81. A method of limiting expression of a transgene within a neuronal cell of a subject, the method comprising administering to the subject a delivery vector comprising at least one enhancer element polynucleotide comprising the sequence of SEQ ID NOs 15 to 49 and a transgene polynucleotide, wherein the transgene is specifically expressed in the neuronal cell.

82. The method of claim 81, wherein said transgene is SCN 1A.

83. The method of claim 82, wherein the neuronal cell is a parvalbumin expressing cortical interneuron (PV cIN).

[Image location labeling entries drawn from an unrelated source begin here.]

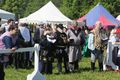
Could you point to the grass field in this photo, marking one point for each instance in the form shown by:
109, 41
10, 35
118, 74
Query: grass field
84, 73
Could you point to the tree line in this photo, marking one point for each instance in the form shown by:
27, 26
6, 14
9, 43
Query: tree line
71, 8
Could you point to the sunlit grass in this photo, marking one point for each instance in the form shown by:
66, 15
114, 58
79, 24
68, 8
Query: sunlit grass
84, 73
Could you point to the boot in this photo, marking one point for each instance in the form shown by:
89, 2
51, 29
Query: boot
92, 66
100, 66
71, 67
76, 66
59, 68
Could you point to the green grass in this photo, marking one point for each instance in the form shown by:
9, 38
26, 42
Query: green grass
83, 74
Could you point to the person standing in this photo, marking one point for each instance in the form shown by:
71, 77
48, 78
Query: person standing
6, 42
76, 39
61, 45
95, 45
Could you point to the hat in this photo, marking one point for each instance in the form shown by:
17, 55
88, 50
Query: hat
117, 31
74, 23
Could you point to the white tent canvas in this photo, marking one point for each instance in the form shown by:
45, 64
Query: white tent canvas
118, 18
6, 15
48, 13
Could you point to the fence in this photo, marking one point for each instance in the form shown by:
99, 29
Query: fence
35, 75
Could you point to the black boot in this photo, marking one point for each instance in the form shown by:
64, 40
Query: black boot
76, 66
100, 66
59, 68
92, 66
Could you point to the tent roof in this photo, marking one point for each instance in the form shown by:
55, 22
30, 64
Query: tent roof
48, 13
99, 13
6, 15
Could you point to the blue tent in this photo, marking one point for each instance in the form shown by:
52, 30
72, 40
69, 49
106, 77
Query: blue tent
99, 13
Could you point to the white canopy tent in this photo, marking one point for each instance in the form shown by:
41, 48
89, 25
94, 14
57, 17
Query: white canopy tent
118, 18
48, 13
6, 15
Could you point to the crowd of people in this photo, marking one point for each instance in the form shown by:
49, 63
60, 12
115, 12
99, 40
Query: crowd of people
57, 43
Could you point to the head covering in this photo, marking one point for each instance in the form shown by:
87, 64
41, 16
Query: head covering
74, 23
117, 31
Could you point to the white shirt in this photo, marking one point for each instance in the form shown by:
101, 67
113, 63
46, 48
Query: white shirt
91, 41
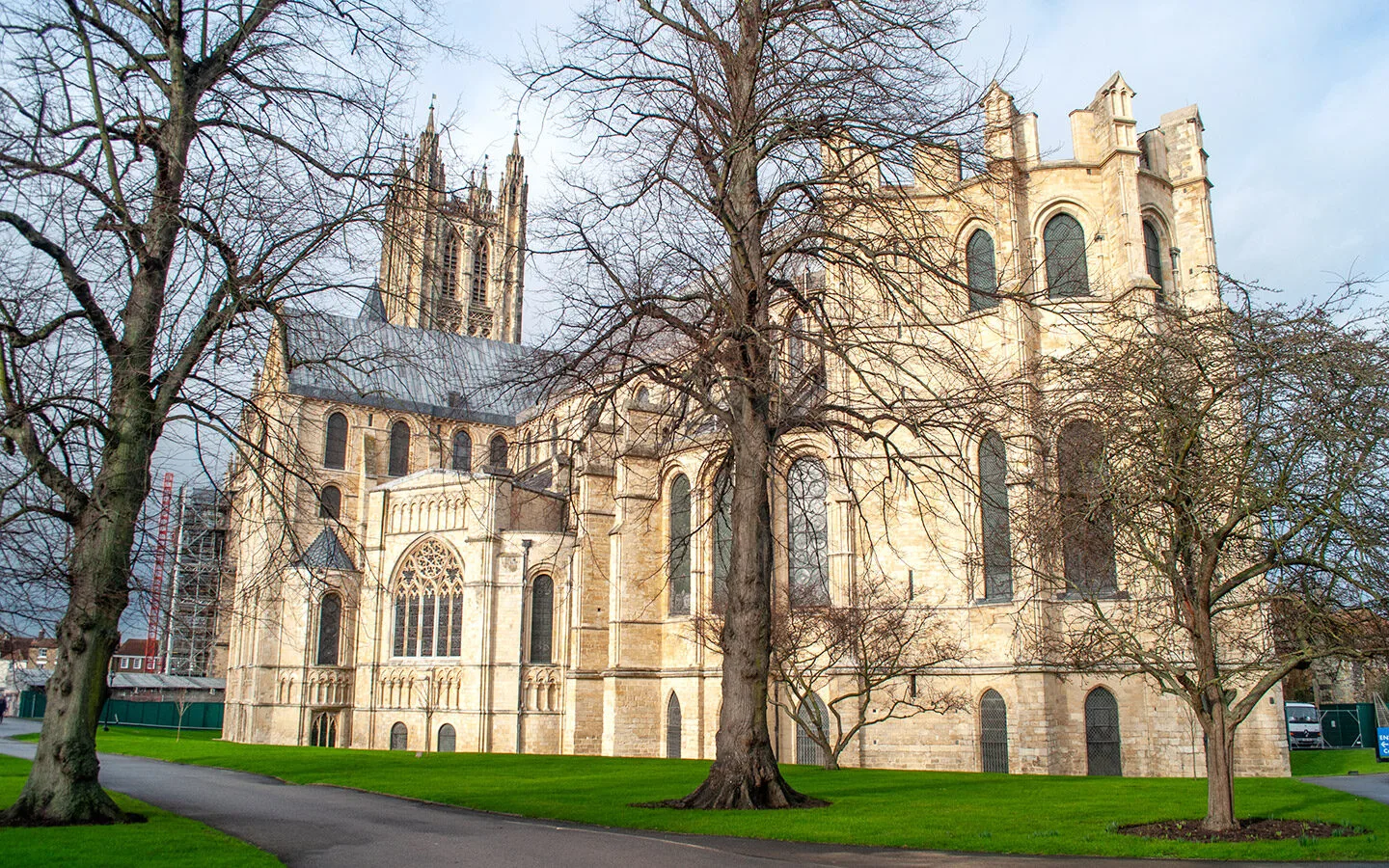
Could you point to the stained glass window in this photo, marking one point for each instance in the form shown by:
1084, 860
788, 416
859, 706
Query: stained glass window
807, 515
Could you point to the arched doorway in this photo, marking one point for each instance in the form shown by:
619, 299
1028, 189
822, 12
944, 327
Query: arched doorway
1102, 734
324, 731
994, 732
448, 739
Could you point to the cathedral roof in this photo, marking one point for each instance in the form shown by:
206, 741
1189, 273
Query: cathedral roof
327, 553
376, 365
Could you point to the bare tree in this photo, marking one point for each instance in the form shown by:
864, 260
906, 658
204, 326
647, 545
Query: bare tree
176, 176
1217, 513
736, 243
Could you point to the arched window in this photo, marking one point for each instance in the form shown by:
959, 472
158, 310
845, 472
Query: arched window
399, 448
722, 539
679, 546
448, 741
451, 255
324, 729
479, 272
994, 732
672, 728
994, 518
498, 453
542, 619
335, 442
330, 502
1102, 734
982, 271
813, 716
1086, 515
330, 630
1067, 274
1153, 256
461, 450
428, 603
807, 538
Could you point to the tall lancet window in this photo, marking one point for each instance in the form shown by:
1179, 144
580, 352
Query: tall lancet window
451, 255
807, 518
479, 272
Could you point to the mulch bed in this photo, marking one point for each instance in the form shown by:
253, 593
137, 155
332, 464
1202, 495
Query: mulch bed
1249, 829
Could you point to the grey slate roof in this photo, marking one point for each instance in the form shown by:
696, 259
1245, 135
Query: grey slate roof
365, 362
327, 553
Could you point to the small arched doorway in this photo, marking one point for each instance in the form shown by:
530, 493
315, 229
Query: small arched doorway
1102, 734
813, 713
994, 732
324, 731
448, 739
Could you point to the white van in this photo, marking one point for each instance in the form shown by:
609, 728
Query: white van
1303, 725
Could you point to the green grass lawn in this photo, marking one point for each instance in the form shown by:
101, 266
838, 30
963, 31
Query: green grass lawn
930, 810
1310, 763
164, 840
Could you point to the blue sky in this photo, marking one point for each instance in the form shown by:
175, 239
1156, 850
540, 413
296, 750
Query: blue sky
1292, 95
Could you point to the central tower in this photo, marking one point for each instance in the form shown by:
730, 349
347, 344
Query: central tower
453, 262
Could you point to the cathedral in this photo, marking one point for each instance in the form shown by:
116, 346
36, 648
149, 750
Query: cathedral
457, 565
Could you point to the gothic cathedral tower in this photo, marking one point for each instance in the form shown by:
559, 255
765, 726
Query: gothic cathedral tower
453, 262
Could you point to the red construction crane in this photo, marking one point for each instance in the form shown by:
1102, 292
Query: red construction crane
161, 546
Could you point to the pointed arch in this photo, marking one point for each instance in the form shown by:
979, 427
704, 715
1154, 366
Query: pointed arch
672, 726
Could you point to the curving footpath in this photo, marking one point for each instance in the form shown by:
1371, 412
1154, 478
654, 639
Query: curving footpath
338, 827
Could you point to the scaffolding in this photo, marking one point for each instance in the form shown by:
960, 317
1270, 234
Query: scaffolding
195, 590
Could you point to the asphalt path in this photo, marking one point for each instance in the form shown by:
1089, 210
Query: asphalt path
340, 827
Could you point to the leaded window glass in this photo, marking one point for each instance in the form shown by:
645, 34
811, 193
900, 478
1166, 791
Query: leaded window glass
807, 515
1067, 275
1102, 734
722, 539
994, 732
672, 728
461, 451
335, 442
811, 719
399, 448
428, 595
994, 518
542, 619
498, 453
1086, 515
1153, 256
330, 502
330, 628
679, 546
982, 271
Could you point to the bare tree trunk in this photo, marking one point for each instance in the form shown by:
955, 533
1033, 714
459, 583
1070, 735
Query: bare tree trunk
745, 773
63, 785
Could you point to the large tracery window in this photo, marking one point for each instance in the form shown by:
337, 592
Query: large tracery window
399, 448
542, 619
807, 518
982, 275
679, 546
1067, 274
428, 599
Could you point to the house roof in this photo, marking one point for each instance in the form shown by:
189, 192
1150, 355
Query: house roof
442, 374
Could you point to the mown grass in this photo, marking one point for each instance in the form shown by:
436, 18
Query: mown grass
927, 810
166, 839
1313, 763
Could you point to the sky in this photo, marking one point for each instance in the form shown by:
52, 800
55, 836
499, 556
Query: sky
1292, 96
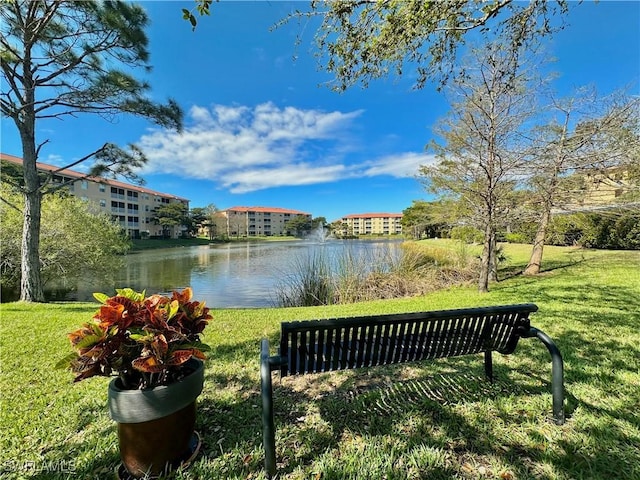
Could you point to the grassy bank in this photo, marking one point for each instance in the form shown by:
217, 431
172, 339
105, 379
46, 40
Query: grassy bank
436, 420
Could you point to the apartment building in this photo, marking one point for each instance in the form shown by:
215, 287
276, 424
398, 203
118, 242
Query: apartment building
257, 221
605, 188
129, 205
372, 224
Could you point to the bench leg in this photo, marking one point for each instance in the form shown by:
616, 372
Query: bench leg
488, 365
268, 429
557, 374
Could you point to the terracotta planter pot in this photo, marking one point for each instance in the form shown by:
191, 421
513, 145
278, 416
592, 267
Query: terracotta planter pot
156, 426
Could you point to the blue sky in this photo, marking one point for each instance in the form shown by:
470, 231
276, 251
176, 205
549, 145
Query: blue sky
261, 130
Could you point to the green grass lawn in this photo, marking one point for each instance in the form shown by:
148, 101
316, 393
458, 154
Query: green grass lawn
435, 420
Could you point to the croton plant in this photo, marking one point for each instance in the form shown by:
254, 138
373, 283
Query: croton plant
146, 341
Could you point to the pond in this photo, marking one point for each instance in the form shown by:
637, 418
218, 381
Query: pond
233, 275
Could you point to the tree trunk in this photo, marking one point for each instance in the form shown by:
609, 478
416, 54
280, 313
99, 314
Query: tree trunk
483, 281
31, 281
535, 261
493, 259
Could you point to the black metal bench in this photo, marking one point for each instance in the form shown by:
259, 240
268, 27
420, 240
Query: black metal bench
316, 346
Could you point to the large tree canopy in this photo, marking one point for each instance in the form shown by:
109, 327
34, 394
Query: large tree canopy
359, 41
66, 58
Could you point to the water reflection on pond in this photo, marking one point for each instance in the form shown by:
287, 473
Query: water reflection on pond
226, 275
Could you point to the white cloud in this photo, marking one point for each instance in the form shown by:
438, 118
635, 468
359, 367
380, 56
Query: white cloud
245, 149
400, 165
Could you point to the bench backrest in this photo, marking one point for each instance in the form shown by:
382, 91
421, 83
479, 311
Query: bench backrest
316, 346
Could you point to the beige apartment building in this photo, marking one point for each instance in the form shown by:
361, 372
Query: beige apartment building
257, 221
129, 205
372, 224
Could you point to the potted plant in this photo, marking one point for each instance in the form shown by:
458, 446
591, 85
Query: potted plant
152, 346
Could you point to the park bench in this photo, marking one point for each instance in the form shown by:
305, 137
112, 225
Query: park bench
316, 346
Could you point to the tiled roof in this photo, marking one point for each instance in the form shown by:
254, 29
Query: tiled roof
73, 174
267, 210
374, 215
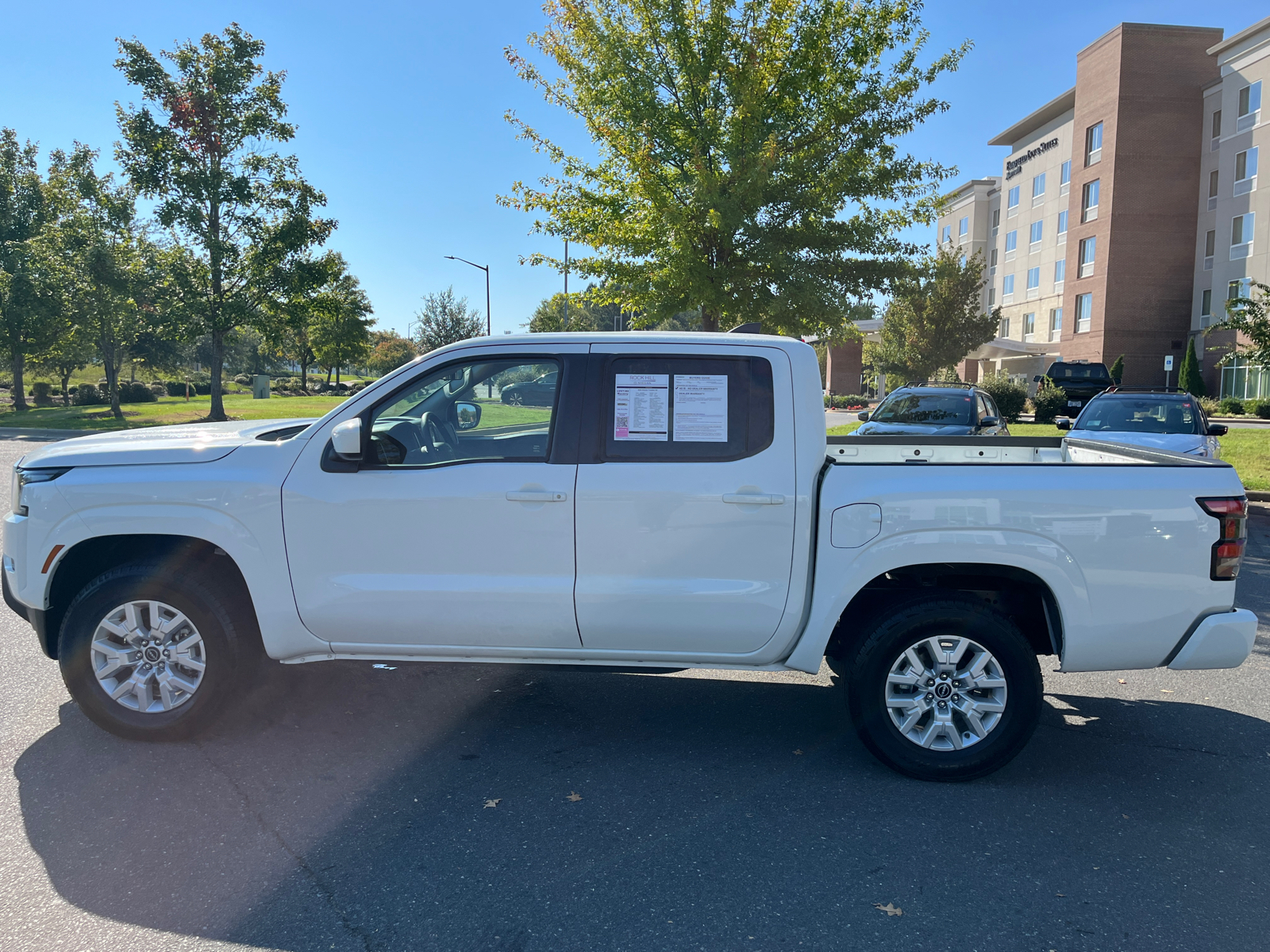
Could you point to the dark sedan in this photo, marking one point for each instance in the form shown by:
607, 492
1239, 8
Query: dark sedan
935, 410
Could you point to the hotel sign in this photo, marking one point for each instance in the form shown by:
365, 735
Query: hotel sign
1016, 165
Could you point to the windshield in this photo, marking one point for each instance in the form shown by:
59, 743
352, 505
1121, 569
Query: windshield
948, 409
1140, 416
1079, 371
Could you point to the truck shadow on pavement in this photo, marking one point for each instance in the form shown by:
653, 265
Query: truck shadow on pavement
454, 806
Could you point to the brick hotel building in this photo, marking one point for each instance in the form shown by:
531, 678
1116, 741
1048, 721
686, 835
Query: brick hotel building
1127, 209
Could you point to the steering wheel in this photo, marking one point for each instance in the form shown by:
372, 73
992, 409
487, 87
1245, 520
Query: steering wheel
437, 438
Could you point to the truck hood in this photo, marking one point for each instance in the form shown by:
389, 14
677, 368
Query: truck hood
186, 443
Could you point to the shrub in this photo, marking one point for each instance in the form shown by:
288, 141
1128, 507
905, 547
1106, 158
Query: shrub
87, 395
1011, 395
1051, 401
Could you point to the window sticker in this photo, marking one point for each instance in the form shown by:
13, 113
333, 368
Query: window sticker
641, 406
700, 408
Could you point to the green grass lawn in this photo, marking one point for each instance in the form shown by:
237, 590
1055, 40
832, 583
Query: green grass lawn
239, 406
1246, 450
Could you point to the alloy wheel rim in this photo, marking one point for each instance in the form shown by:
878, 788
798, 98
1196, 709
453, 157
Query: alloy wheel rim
148, 657
945, 693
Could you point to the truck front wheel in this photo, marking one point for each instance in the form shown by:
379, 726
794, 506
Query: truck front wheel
945, 689
150, 654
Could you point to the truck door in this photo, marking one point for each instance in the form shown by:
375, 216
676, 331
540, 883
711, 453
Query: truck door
457, 527
685, 514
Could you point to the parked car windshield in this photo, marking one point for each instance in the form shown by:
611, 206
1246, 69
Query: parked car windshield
1079, 371
1127, 414
945, 409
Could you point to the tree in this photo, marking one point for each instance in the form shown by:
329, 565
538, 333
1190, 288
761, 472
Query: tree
1189, 378
31, 267
203, 155
342, 330
1250, 317
389, 351
935, 317
747, 165
444, 319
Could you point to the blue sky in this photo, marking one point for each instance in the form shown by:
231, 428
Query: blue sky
400, 112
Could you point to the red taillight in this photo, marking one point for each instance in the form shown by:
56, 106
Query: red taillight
1232, 520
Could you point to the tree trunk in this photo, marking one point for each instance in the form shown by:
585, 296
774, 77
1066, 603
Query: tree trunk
19, 387
217, 412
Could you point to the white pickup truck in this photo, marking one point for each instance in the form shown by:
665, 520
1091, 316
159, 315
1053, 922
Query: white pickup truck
629, 501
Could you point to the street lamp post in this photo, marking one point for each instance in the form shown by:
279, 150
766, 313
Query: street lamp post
484, 268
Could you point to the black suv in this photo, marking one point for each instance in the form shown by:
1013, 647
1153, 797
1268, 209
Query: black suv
1080, 381
937, 408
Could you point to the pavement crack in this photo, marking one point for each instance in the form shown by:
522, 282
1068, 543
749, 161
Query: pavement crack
327, 892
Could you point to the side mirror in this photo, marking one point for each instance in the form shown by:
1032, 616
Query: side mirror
468, 416
346, 440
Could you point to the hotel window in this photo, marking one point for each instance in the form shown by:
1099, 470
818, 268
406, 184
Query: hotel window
1250, 107
1245, 171
1087, 249
1090, 201
1094, 144
1241, 235
1083, 313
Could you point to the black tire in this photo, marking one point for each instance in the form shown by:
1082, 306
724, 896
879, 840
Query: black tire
229, 653
952, 616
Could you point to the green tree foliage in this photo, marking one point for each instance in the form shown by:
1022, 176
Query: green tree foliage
200, 146
749, 165
32, 270
389, 351
935, 319
342, 330
1189, 378
446, 319
1251, 317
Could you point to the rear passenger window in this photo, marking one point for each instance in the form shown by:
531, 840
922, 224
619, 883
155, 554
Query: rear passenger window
686, 409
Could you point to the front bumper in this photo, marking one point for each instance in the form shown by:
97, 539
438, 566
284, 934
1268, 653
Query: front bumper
1219, 641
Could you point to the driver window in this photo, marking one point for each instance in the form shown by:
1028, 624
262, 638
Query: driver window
476, 410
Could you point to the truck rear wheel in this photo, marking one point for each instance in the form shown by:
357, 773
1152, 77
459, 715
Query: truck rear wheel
945, 689
150, 654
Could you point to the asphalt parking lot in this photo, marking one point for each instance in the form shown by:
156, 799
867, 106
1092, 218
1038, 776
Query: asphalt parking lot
347, 806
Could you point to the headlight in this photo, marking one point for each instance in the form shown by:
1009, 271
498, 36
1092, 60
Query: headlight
23, 478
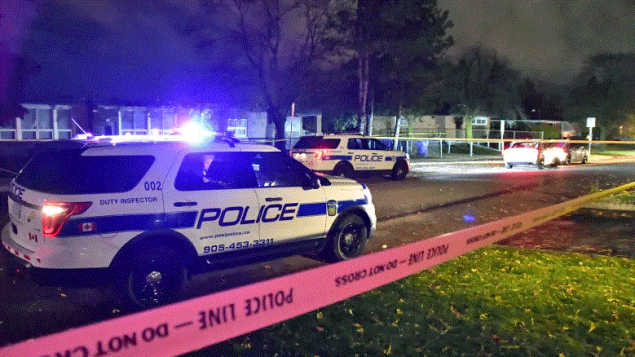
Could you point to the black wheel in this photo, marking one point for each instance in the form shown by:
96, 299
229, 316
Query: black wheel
347, 239
152, 277
343, 169
399, 171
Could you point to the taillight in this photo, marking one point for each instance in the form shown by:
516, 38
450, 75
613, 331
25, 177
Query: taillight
55, 214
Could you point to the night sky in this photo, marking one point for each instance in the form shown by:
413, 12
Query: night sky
547, 40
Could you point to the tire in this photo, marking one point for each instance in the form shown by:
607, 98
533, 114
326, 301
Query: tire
399, 171
346, 240
343, 169
153, 277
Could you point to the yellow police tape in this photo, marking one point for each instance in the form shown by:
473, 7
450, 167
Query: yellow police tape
193, 324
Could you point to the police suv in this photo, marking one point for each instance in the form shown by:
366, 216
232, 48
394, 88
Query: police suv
146, 213
345, 155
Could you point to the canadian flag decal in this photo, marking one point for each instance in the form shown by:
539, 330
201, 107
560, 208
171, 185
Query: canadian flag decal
88, 227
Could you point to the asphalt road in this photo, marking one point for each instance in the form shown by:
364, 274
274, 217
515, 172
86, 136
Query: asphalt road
434, 199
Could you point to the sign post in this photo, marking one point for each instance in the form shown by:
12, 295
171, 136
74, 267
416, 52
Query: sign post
590, 123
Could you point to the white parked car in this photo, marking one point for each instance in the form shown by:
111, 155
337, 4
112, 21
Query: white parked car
532, 153
346, 155
146, 213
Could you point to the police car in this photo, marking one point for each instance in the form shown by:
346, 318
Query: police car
147, 214
345, 155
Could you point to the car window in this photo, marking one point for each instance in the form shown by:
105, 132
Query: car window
354, 144
77, 174
214, 171
275, 169
374, 144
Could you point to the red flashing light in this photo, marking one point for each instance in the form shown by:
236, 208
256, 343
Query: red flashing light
55, 214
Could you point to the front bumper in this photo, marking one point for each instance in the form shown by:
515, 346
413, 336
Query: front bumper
13, 259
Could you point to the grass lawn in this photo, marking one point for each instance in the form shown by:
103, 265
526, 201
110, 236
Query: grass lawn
497, 301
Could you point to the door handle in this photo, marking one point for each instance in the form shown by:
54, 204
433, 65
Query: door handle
183, 204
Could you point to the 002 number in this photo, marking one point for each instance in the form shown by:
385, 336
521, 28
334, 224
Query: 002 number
152, 185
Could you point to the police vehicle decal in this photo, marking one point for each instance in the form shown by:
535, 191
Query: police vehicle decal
337, 157
342, 205
133, 222
312, 209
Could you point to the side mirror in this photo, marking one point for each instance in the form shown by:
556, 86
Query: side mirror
311, 182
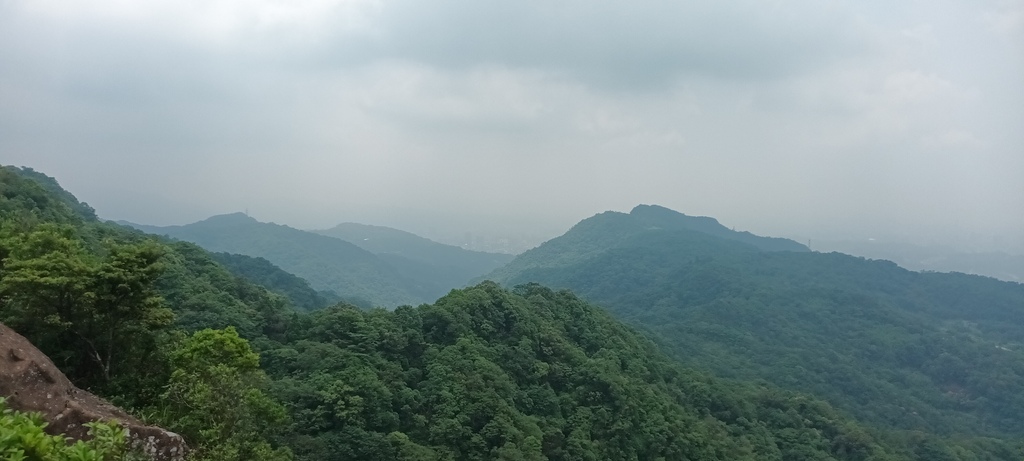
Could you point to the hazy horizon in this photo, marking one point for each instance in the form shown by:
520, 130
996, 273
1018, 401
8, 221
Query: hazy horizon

84. The method according to claim 82 or 83, wherein the enhancer element polynucleotide comprises the sequence in SEQ ID NO 15 to 18 or SEQ ID NO 21 to 24.

85. The method of claim 82, wherein the neuronal cell is a Pyramid (PYR) cell.

86. The method according to claim 85, wherein the enhancer element polynucleotide comprises the sequence of SEQ ID NO 19.

87. The method of claim 82, wherein the neuronal cell is a cortical interneuron expressing Vasoactive Intestinal Peptide (VIPCIN).

88. The method according to claim 87, wherein the enhancer element polynucleotide comprises the sequence of SEQ ID NO. 20.

89. The method of any one of claims 81-88, wherein the delivery vector is a lentiviral vector or a rAAV.

90. The method of claim 89, wherein the delivery vehicle is administered to the brain.

91. The method of claim 90, wherein the delivery vehicle is administered locally or systemically.

92. The method of any one of claims 81-91, wherein the subject is a mammal.

93. The method of claim 92, wherein the subject is a human.

94. A viral vector comprising a human enhancer polynucleotide sequence selected from SEQ ID NO 15 to 49.

95. The viral vector of claim 94, which is a recombinant adeno-associated virus (rAAV) vector.

96. A viral particle or viroid-like particle comprising the viral vector according to claim 94 or 95.

97. A cell comprising the viral vector of claim 94 or claim 95.

98. A cell comprising the viral particle or virus-like particle of claim 96.

99. A pharmaceutical composition comprising a viral vector according to claim 94 or 95, or a viral particle or virus-like particle according to claim 96, and a pharmaceutically acceptable vehicle, carrier or diluent.